Information retrieval is a pervasive aspect of our digital life, yet the process of retrieval consistently compromises the privacy of the users (i.e., the information requesters). For example, when you access a website, you need to first retrieve the website’s IP address from a DNS (Domain Name Service) server, so that you can talk to the website provider associated with that IP address. Unfortunately, this process discloses your browsing history to the DNS server. Similarly, submitting a query to a search engine exposes your search history to the search service provider. Despite efforts to develop privacy-preserving information retrieval services, those service providers often employ the same retrieval techniques as their non-private counterparts and just promise to keep the users’ records securely or delete them afterward. Nonetheless, these service providers are still susceptible to data breaches.
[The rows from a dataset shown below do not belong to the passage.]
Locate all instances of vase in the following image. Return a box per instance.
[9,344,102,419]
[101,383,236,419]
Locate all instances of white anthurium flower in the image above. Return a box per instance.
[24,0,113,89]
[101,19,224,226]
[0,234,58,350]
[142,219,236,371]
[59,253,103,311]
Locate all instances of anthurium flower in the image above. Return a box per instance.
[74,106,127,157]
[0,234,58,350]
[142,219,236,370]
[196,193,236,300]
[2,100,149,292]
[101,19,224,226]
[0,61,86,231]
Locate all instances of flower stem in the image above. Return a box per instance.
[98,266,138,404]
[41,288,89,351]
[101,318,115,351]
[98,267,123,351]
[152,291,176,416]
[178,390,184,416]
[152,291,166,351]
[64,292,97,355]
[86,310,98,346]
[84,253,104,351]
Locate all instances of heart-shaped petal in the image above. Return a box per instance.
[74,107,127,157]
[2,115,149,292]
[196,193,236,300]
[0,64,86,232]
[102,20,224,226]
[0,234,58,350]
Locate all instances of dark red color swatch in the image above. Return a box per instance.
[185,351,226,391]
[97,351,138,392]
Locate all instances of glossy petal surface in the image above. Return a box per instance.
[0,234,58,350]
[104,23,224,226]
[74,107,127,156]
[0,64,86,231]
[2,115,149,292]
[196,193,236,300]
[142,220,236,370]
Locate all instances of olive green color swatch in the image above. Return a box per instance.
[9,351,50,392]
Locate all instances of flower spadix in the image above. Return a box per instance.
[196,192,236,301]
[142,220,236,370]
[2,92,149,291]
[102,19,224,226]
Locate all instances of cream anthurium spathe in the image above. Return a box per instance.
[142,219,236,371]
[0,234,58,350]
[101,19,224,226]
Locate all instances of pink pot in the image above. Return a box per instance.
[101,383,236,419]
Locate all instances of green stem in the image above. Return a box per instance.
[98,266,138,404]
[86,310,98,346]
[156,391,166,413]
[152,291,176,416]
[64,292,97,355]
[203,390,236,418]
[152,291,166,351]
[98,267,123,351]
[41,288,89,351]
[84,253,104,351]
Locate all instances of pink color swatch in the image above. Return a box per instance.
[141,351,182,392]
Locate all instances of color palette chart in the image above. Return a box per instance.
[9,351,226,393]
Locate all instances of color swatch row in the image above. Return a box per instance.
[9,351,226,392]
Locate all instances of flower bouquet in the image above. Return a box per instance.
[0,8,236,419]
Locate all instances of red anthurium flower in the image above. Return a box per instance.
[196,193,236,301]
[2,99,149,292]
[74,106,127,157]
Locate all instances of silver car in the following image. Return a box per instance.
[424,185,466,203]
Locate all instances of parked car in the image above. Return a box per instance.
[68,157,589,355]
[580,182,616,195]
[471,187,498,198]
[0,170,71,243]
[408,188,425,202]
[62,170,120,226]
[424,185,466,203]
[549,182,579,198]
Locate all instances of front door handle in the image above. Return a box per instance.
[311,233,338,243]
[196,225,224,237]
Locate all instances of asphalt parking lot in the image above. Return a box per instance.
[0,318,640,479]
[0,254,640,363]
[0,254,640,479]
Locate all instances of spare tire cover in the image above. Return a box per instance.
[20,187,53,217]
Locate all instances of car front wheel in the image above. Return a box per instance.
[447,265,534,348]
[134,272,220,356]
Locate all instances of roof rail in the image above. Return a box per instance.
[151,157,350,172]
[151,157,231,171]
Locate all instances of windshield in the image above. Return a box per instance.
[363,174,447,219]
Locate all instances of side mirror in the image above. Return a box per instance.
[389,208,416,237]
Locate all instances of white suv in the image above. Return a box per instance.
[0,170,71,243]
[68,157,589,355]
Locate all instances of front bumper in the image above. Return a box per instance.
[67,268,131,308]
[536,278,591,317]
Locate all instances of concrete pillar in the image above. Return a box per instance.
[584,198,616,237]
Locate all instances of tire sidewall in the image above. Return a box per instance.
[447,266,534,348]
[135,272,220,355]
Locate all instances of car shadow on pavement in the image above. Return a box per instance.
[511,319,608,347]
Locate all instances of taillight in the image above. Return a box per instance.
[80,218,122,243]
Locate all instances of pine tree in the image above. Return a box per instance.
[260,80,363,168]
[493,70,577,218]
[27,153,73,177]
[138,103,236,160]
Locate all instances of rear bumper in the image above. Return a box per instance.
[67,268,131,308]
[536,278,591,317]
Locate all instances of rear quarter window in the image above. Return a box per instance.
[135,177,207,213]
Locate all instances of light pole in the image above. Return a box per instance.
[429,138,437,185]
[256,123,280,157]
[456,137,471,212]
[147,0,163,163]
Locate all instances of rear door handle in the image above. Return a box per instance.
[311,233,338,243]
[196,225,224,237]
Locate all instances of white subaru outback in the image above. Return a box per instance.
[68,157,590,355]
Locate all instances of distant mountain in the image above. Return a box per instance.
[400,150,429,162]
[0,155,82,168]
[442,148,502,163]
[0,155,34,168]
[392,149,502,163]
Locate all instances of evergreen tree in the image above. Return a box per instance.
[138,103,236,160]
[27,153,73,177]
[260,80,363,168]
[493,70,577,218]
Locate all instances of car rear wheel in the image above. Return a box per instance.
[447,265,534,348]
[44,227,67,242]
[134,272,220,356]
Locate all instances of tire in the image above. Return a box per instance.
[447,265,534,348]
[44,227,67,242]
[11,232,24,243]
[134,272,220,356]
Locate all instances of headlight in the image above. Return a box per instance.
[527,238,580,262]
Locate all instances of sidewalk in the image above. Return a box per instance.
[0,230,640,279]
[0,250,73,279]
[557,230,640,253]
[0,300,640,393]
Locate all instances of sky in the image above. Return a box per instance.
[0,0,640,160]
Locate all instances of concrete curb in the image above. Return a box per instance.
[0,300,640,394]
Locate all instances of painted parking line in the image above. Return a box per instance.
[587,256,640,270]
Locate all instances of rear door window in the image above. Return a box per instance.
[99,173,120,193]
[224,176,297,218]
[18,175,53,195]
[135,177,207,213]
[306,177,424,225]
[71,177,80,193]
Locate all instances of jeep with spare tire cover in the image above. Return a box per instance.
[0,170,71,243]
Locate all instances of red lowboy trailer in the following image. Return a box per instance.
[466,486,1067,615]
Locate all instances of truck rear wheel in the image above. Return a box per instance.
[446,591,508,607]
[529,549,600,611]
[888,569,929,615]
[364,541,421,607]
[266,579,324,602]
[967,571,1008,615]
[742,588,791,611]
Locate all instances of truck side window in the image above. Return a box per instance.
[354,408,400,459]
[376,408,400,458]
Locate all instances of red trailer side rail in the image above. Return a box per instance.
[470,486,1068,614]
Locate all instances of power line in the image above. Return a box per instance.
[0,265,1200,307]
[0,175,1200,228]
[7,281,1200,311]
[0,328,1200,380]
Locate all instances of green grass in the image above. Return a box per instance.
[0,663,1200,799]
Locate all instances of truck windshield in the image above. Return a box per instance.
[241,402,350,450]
Is there a way to completely eradicate the leakage of information during information retrieval? A natural attempt is to encrypt the queries, so the server cannot read the queries in plaintext. However, without seeing the query, how can the server locate the relevant information? It seems like we are now facing a dilemma.

What is Private Information Retrieval (PIR)?

Private information retrieval (PIR), first introduced by Chor et al. back in 1995, is exactly the formal abstraction of “retrieving public information privately”. It is defined as follows.

Definition (Private Information Retrieval Protocol): For simplicity, let’s assume there is only one server storing a database consisting of \(n\) integers, denoted by \(X_1,\dots, X_n\). Now assume the client wants to learn \(X_i\). The client and the server then engage in an interactive algorithm, formally referred as a Private Information Retrieval protocol. At the end of the protocol, the client should learn the correct value of \(X_i\). Also, the protocol should provide query privacy: the server should learn nothing about the query index \(i\).

At first glance, it might seem impossible to design such a protocol. Don’t worry – there is at least a naive protocol satisfying the definition: given any query index \(i\), the client just downloads the whole database and reads \(X_i\) locally. This protocol is perfectly private: the server only knows that the client downloads the database and that is independent of the actual query. Nonetheless, this protocol is not practical – the computation and communication costs per query are both linear in the size of the database.

Previously, cryptographers focused on improving the communication cost of PIR. Most proposed PIR schemes rely on Homomorphic Encryption (HE), a special type of encryption scheme that allows computation on the ciphertexts. HE essentially avoids the dilemma we saw before – the server can perform some form of computation on the encrypted query and somehow locate the necessary information for the client. Existing schemes already achieved \(O(\log n)\) communication per query based on HE (e.g., OnionPIR and Spiral).

An unsolved issue is the computation cost. Even with the help of HE, the computation cost is still linear in \(n\). Such linear-computation-cost PIRs are not suitable for larger databases. For example, a typical DNS server contains several hundreds of gigabytes of records and it is over-costly if the server has to scan all the records for each query. Unfortunately, Beimel, Ishai and Malkin showed that in the classical PIR model, linear computation is inevitable. The intuition behind their lower bound is actually pretty straightforward – if the server does not touch any particular database entry during the query, the server knows the client’s query cannot be this entry. This at least leaks one bit of information.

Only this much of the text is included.